Doc chuckled. “I seem to keep forgetting about you. Wish the human race was like that. Then there wouldn’t be any need for chaps like me.”

“I’m glad you came,” Archie grated. “I like to talk to you. You never make me feel you’re trying to find out something.”

“He says that to get my goat,” snapped Boone.

“I wouldn’t let him do it,” Doc declared. To Archie he said: “I suppose it does get tiresome after a hundred years or so. But it doesn’t seem to have done much good. No one seems to have found out much about you.”
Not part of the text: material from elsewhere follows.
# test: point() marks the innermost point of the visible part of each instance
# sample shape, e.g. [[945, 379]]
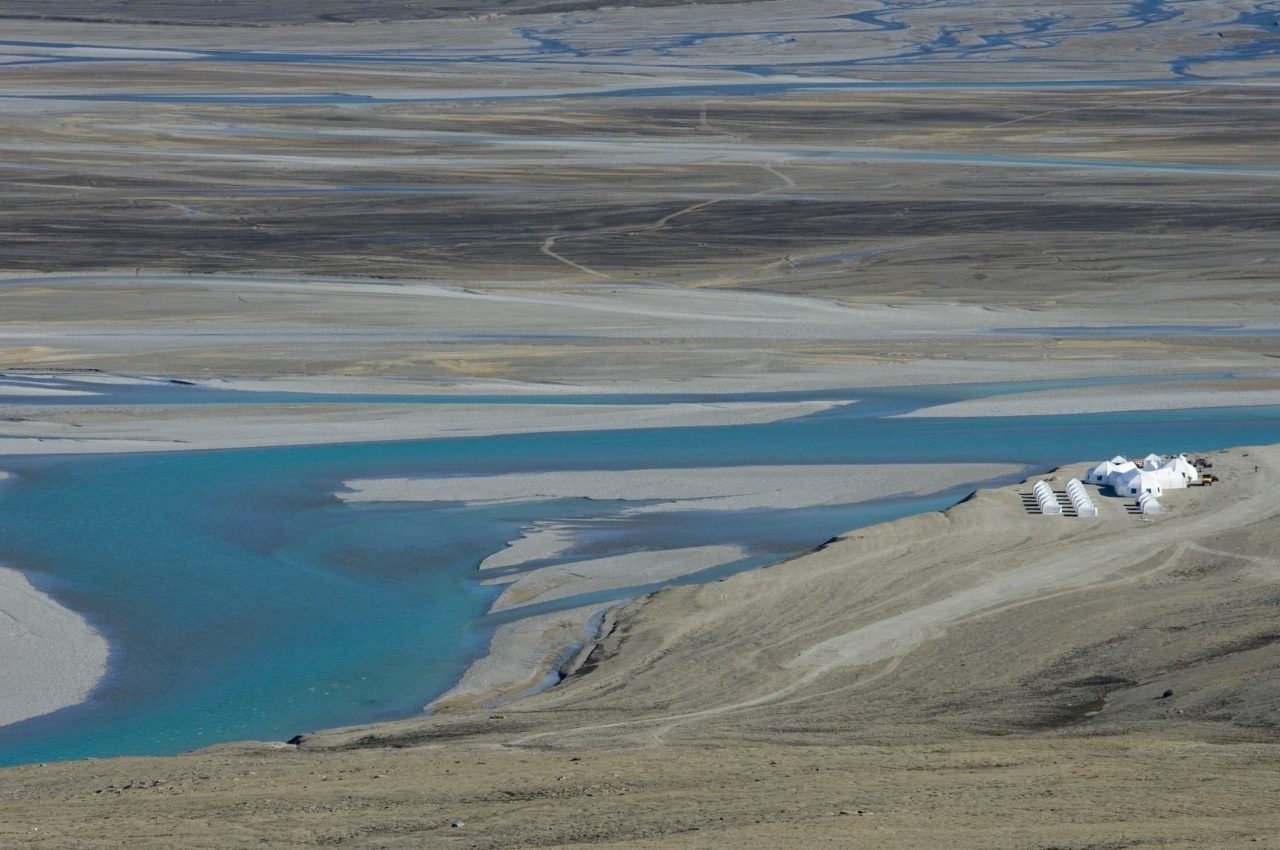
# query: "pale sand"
[[50, 657], [197, 426], [1029, 713], [522, 656], [608, 574], [26, 389], [538, 540], [1102, 400], [728, 488]]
He swiveled the cigar across his face. “Maybe they tried too hard.”

“That,” said Archie, “might be true. You remind me of Masterson. You’re different from the ones who come out to watch me now.”

“You don’t like them?” Doc winked at Boone and Boone glowered back.

“Why should I like them?” asked Archie. “They regard me as a freak, a curiosity, something to be observed, an assignment to be done. Masterson thought of me as life, as a fellow entity. And so do you.”

“Why, bless my soul,” said Doc, “and so I do.”

“You don’t catch me pitying you,” Doc declared. “Sometimes I catch myself wishing I were you. I suspect I might enjoy your kind of philosophy.”

“The human race,” protested Archie, “couldn’t understand my philosophy. I doubt if I could explain it to them. The language doesn’t have the words. Just as I had a hard time understanding a lot of your Terrestrial philosophy and economics. I’ve studied your history and your economics and your political science. I’ve kept up with your current events. And sometimes, many times, it doesn’t make sense to me. Sometimes I think it’s stupid, but I try to tell myself that it may be because I don’t understand. I miss something, perhaps. Some vital quirk of mind, some underlying factor.”

Doc sobered. “I don’t think you miss much, Archie. A lot of the things we do are stupid, even by our own standards. We lack foresight so often.”

Doc lifted his eyes to the large oil portrait that hung on the wall above Boone’s desk, and he had quite forgotten Boone. From the portrait, kindly gray eyes smiled out of the face. The brows were furrowed, the wavy white hair looked like a silver crown.